Niavol (نیاۆل, also Romanized as Nīāvol, Neyavol, Niavel) is a village in Deylaman district of Siahkal County in Gilan Province, Iran. At the 2016 census, its population was 98, in 40 families, up from 92 people in 2006.

The Niyavel region has a hot, dry climate in summers and mild mountainous winters. The area ends in the Sidsara region from the northwest and in the Ashurabad region from the south, and is one of the communication highways between the north and the southwest and is considered the oldest passageway between these regions. The products of this region are wheat, walnuts, hazelnuts, dairy products and honey, and the occupation of the residents is agriculture.

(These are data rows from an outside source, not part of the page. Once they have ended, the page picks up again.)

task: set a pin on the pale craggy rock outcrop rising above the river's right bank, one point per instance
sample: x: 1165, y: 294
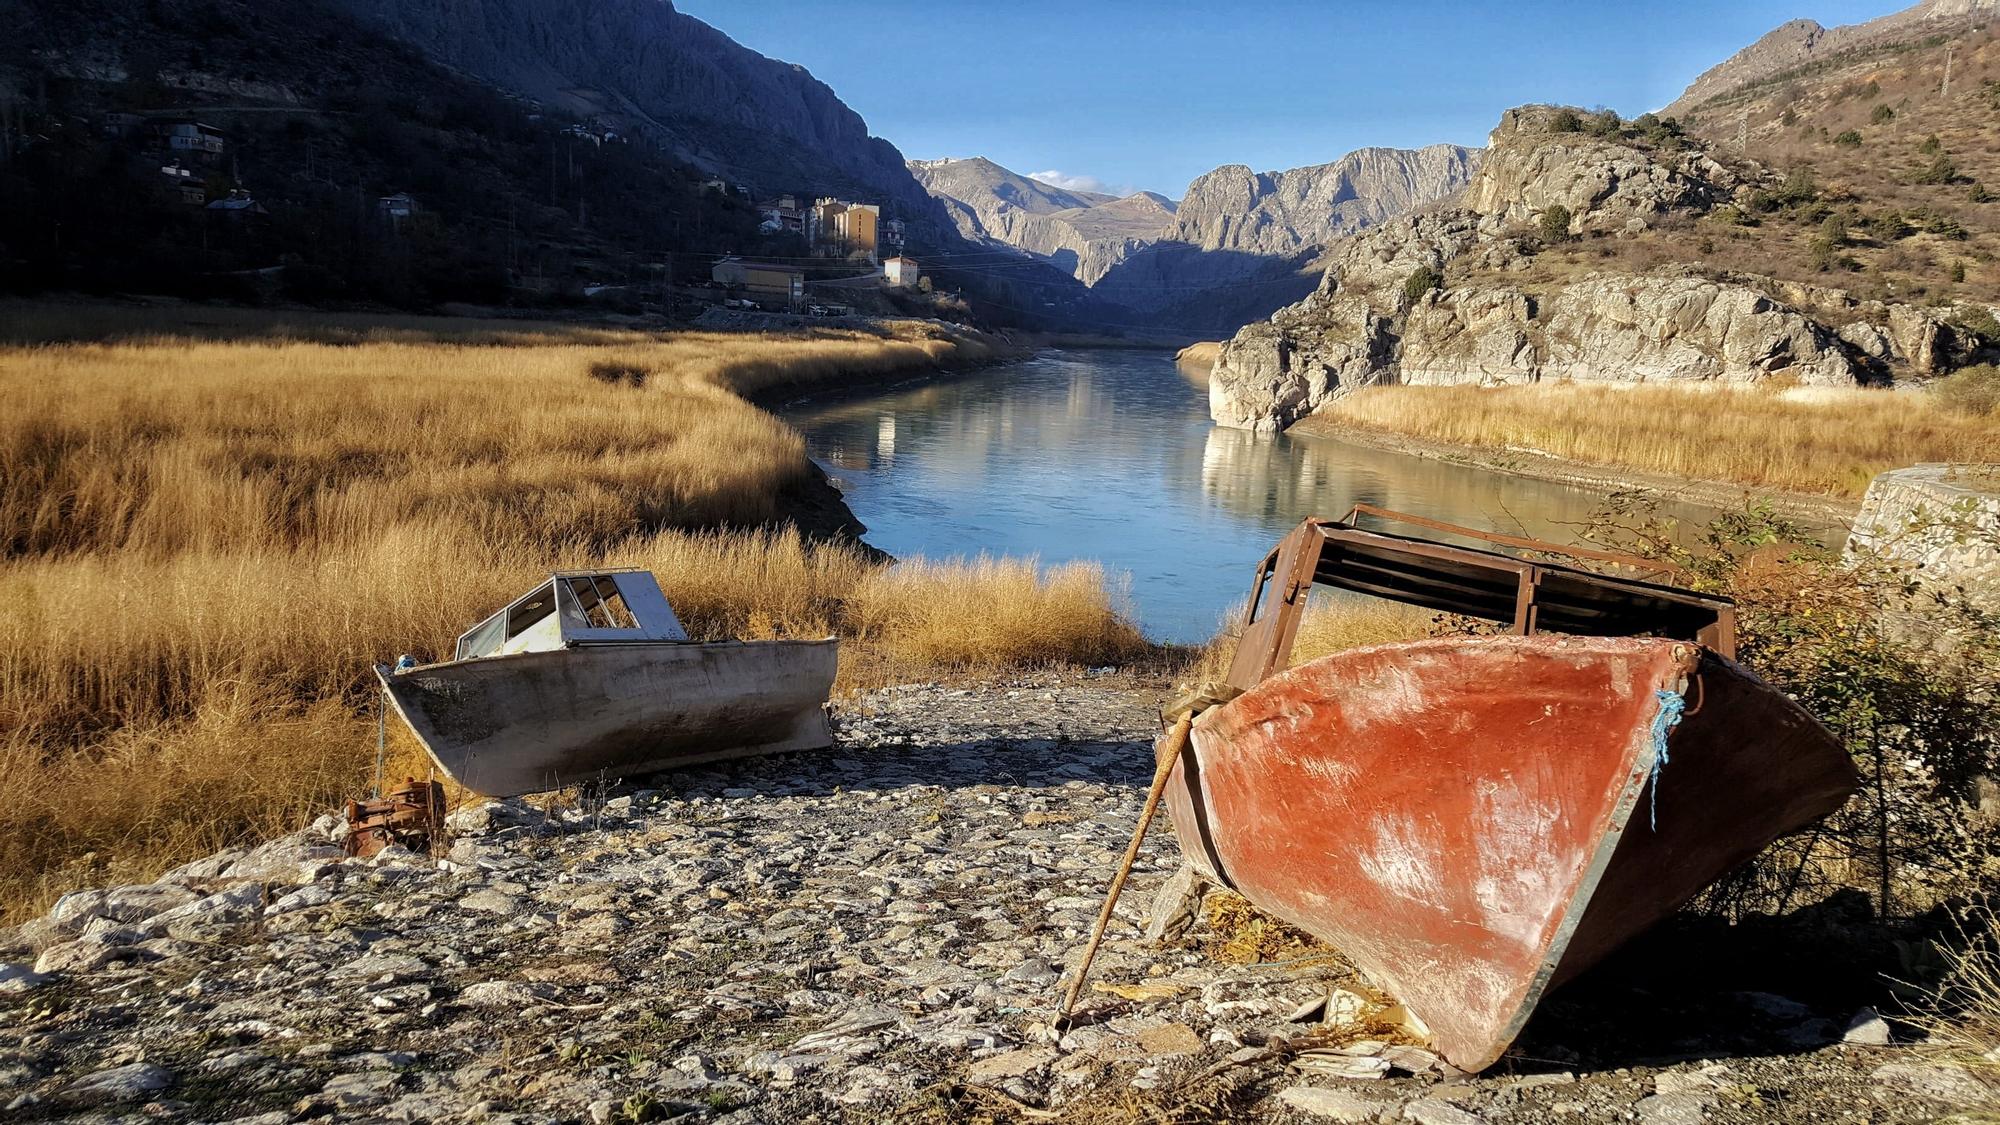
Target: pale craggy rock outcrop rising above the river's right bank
x: 1557, y: 263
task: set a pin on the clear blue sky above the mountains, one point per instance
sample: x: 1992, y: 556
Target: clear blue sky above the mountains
x: 1149, y: 95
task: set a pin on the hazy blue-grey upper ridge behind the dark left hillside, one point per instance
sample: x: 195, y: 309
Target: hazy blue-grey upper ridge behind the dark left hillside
x: 721, y: 105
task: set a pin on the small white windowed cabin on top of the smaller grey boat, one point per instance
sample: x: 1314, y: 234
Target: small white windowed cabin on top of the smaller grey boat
x: 577, y: 610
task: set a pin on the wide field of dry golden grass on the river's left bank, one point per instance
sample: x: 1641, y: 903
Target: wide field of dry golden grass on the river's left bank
x: 209, y: 543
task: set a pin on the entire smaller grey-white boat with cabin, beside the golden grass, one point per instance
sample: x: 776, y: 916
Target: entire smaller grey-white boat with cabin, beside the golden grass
x: 591, y: 676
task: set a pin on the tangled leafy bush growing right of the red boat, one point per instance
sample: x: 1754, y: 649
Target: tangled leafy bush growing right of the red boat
x: 1901, y: 674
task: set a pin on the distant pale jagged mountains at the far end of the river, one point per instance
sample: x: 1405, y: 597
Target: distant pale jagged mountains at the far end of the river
x: 1239, y: 243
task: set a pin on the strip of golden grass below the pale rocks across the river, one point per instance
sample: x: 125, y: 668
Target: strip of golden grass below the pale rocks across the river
x: 1801, y: 441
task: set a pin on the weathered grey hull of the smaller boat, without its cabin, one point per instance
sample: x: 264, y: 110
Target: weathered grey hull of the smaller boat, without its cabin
x: 537, y: 722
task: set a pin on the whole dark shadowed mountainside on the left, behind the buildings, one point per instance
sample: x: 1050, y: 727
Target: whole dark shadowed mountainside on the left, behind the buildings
x: 491, y: 113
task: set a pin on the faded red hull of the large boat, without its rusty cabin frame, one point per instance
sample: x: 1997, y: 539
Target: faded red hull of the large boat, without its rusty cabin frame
x: 1473, y: 822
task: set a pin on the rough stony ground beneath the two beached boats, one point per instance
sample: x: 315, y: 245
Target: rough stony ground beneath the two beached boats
x: 875, y: 934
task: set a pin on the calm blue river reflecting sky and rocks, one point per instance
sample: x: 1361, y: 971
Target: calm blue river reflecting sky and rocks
x: 1111, y: 455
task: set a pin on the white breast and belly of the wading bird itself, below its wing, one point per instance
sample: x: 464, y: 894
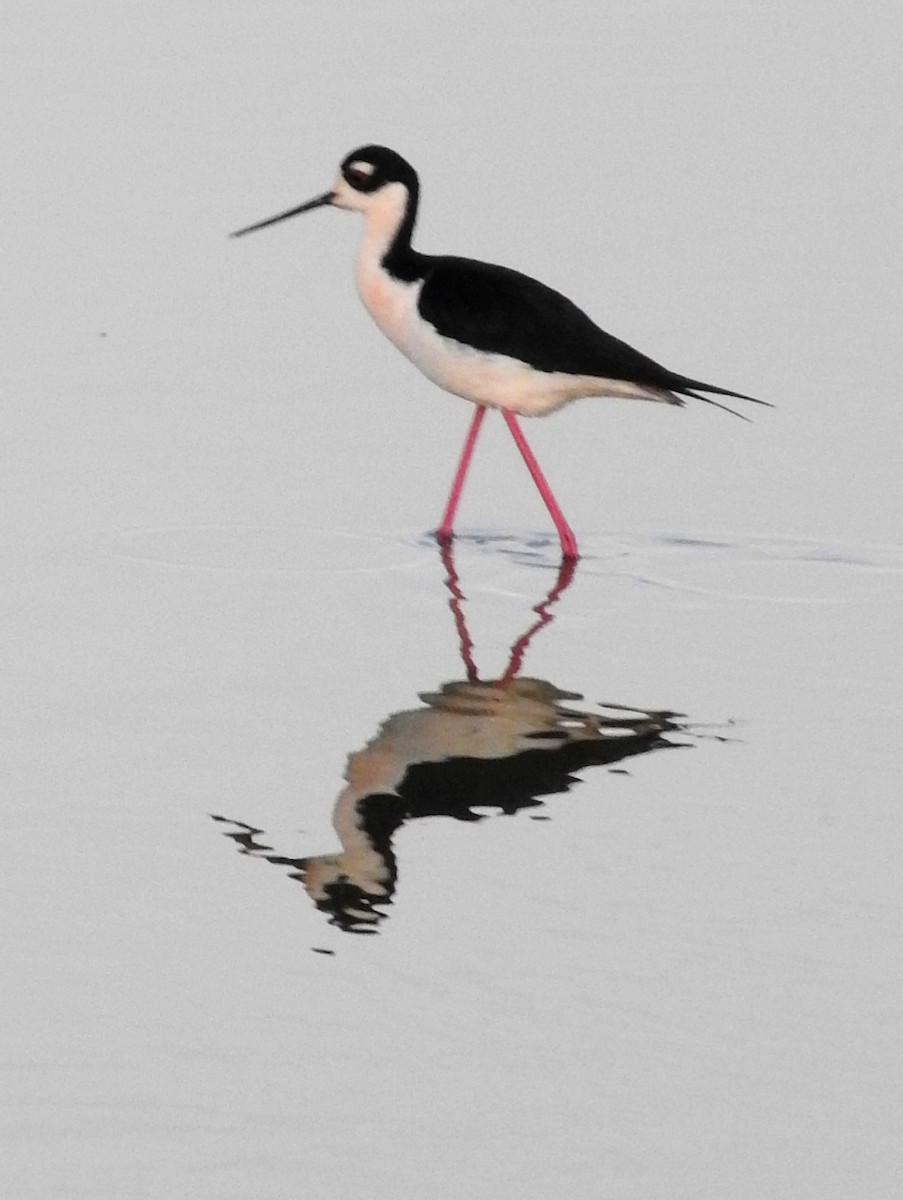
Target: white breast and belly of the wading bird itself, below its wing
x: 494, y: 381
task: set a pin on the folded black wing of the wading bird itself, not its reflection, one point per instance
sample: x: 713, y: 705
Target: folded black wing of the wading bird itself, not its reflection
x: 501, y: 311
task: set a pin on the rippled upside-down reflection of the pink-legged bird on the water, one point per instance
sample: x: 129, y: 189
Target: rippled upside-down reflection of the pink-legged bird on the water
x: 503, y: 745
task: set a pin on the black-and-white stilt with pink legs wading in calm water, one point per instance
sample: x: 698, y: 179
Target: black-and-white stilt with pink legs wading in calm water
x: 486, y: 333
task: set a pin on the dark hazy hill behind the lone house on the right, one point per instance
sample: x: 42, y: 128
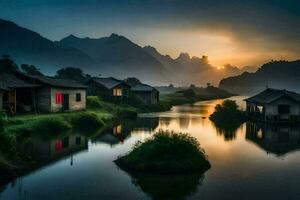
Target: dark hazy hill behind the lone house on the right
x: 275, y: 74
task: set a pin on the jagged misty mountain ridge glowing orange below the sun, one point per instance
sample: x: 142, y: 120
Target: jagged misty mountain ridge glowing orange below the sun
x: 186, y: 69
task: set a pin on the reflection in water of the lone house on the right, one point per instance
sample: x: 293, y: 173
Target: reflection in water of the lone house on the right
x: 277, y: 139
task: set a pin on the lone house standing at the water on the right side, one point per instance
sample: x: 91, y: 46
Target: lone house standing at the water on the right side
x: 274, y: 106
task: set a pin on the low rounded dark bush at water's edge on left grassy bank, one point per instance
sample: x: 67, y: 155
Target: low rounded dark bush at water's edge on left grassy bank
x: 88, y: 121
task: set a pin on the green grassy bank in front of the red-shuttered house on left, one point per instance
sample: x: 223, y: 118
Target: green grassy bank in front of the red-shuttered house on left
x: 98, y: 113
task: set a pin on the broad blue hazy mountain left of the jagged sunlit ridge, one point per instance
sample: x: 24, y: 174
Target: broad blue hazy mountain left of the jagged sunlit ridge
x: 120, y: 57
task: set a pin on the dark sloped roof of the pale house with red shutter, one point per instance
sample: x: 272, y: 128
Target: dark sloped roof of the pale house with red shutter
x: 65, y: 83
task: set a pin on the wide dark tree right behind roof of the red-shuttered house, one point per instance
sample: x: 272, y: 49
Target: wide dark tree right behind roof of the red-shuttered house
x: 72, y: 73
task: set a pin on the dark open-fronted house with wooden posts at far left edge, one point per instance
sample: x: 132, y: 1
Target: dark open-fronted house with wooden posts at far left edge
x: 16, y: 95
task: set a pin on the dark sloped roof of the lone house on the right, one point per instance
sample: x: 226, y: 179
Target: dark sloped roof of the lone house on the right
x: 269, y: 95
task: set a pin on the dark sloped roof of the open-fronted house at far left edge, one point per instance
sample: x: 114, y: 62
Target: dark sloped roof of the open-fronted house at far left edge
x: 9, y: 81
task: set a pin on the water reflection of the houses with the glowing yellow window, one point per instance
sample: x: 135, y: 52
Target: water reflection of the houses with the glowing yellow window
x: 122, y: 131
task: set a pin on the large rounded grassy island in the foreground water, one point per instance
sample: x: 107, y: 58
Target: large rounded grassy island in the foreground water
x: 166, y: 152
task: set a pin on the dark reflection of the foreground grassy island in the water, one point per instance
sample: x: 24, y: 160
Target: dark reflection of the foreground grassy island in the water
x: 162, y: 187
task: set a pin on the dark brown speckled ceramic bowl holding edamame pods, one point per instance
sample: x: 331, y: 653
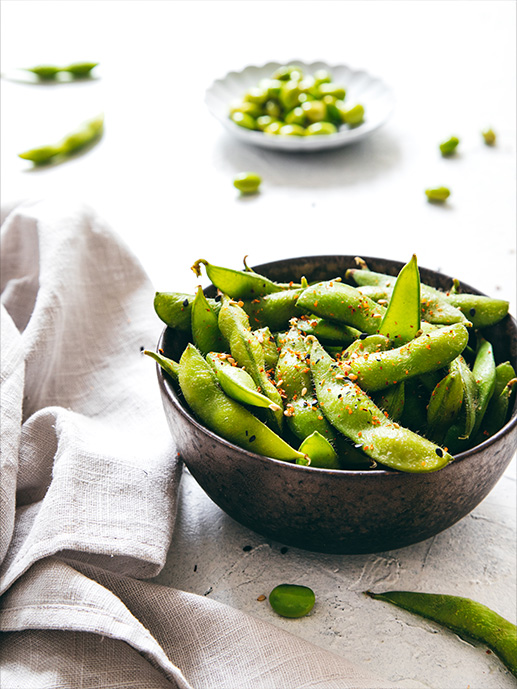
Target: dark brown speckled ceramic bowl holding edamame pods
x: 328, y: 510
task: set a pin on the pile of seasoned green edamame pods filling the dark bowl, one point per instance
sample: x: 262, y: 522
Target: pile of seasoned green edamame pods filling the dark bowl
x: 389, y: 372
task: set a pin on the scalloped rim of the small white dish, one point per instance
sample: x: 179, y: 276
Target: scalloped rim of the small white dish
x: 343, y: 136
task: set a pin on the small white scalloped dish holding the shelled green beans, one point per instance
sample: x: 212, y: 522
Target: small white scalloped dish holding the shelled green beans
x: 361, y: 87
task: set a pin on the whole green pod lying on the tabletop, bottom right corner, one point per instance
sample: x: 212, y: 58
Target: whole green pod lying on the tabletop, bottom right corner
x: 463, y: 616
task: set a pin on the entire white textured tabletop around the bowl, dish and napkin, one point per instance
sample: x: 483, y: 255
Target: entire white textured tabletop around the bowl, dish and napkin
x: 162, y: 177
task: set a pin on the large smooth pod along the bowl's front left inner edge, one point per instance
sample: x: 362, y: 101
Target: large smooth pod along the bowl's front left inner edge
x: 223, y: 415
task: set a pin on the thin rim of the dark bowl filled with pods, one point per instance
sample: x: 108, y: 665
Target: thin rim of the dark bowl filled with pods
x: 167, y: 387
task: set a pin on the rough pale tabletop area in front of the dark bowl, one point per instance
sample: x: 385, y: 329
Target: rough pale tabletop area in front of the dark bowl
x: 212, y: 555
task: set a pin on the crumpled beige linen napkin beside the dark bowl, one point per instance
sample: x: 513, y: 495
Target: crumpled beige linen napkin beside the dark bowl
x: 89, y: 486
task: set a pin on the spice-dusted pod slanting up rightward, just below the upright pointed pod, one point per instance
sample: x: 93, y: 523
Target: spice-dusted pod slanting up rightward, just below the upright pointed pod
x: 428, y: 352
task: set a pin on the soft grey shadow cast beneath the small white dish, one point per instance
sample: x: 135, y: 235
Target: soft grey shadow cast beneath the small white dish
x: 350, y: 165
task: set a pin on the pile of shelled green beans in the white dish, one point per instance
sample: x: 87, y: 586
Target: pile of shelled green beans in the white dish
x: 291, y: 103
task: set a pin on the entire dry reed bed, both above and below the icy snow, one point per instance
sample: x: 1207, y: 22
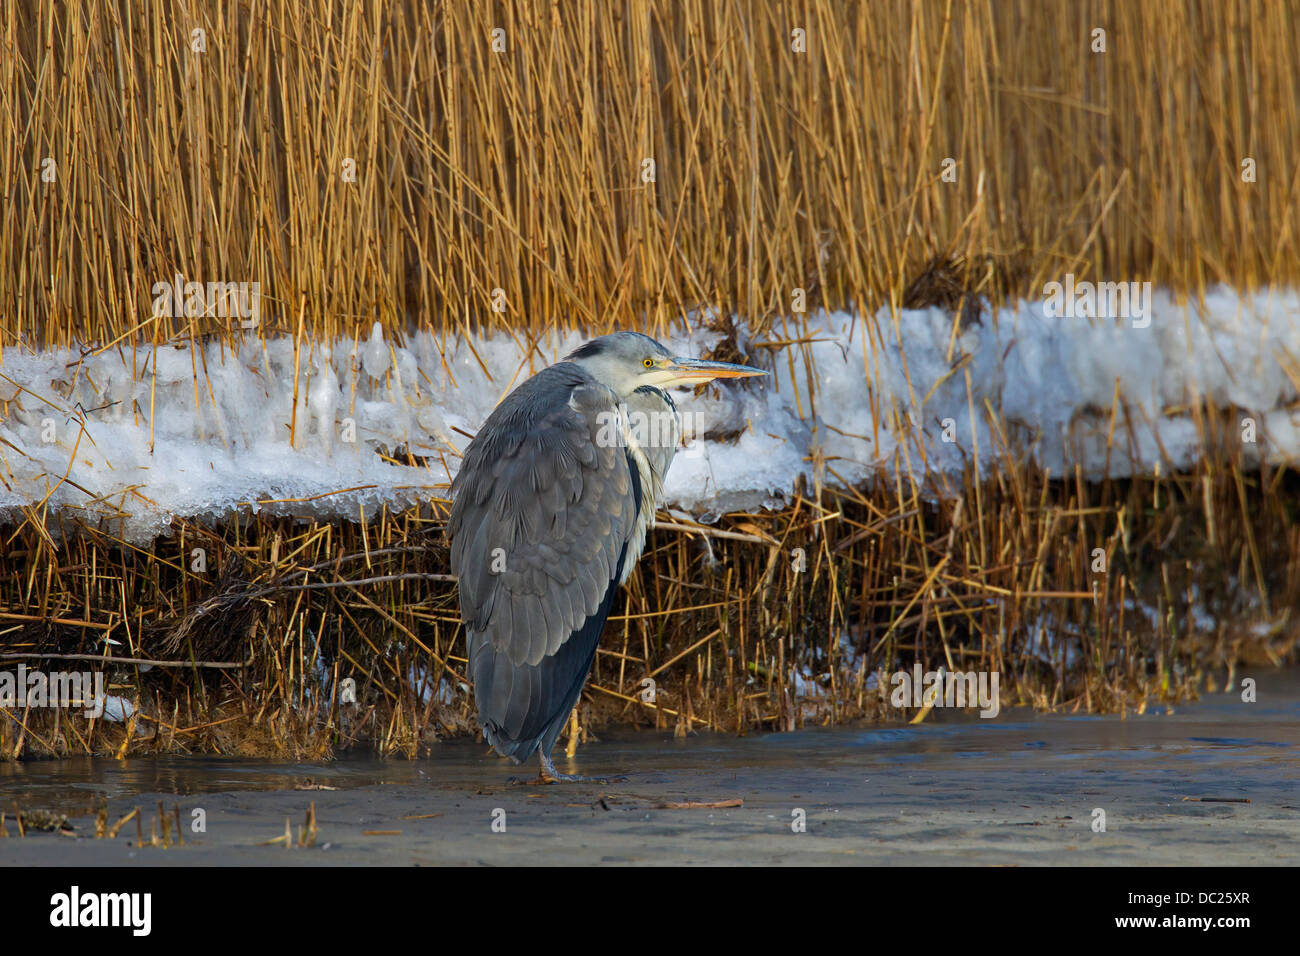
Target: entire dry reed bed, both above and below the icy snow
x: 522, y: 171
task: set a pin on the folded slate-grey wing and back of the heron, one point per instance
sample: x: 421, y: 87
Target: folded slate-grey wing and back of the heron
x: 543, y: 511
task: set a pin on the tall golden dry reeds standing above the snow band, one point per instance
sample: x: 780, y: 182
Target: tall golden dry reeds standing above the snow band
x: 522, y: 171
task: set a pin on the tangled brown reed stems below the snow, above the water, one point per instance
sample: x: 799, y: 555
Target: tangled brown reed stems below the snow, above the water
x: 720, y: 617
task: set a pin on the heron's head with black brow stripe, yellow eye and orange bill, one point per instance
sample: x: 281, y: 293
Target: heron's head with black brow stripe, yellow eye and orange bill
x: 626, y: 361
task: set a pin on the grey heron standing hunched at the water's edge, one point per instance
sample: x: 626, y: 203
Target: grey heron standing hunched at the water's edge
x: 549, y: 516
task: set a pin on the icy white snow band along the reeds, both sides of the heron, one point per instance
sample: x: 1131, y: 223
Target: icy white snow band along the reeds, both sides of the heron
x: 129, y: 438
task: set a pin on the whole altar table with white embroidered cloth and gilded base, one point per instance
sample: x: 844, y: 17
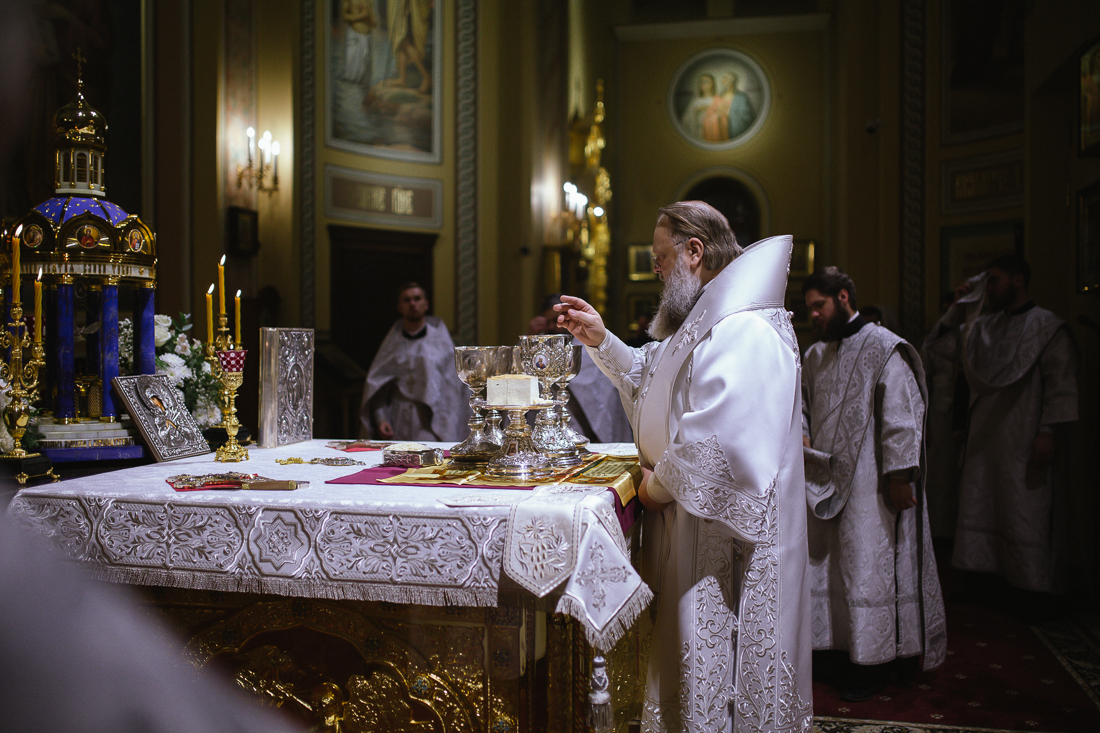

The Niyavel region and neighboring southwestern regions and cities such as (Deyalman, Rudbar, Alamut, and the city of Lahijan) are considered the center of the Kurdish people settlement of Amarlu in Gilan province.

After the emergence of Islam, while the entire territory of Iran and the Middle East and parts of Rome fell into the hands of the Arabs, in the Alborz Mountains, the people of Dilmistan and Tabaristan did not allow the Arabs into their land and preserved their independence.  It was registered as one of the national monuments of Iran on 12 January 2007 with registration number 20441.

In the 20th century, the Daylamian were considered a strong barrier against the Arabs. Today, these tribes are still present in the southern regions of Gilan Province.

==Demographics==
===Population===

At the 1966 census, Niavol was in Deylaman Rural District, in Siahkal District of Lahijan County, with a population of 128 people in 27 households. It had mosque. Its agricultural products have been wheat, barley and lentil.

The 1976 census measured a population of 117 people in 29 households. Niavol had elementary school at the time of the census. In 1986, Niavol's population reached 161 people in 30 households.

The rural District was transferred to Deylaman District of Siahkal County in 1997.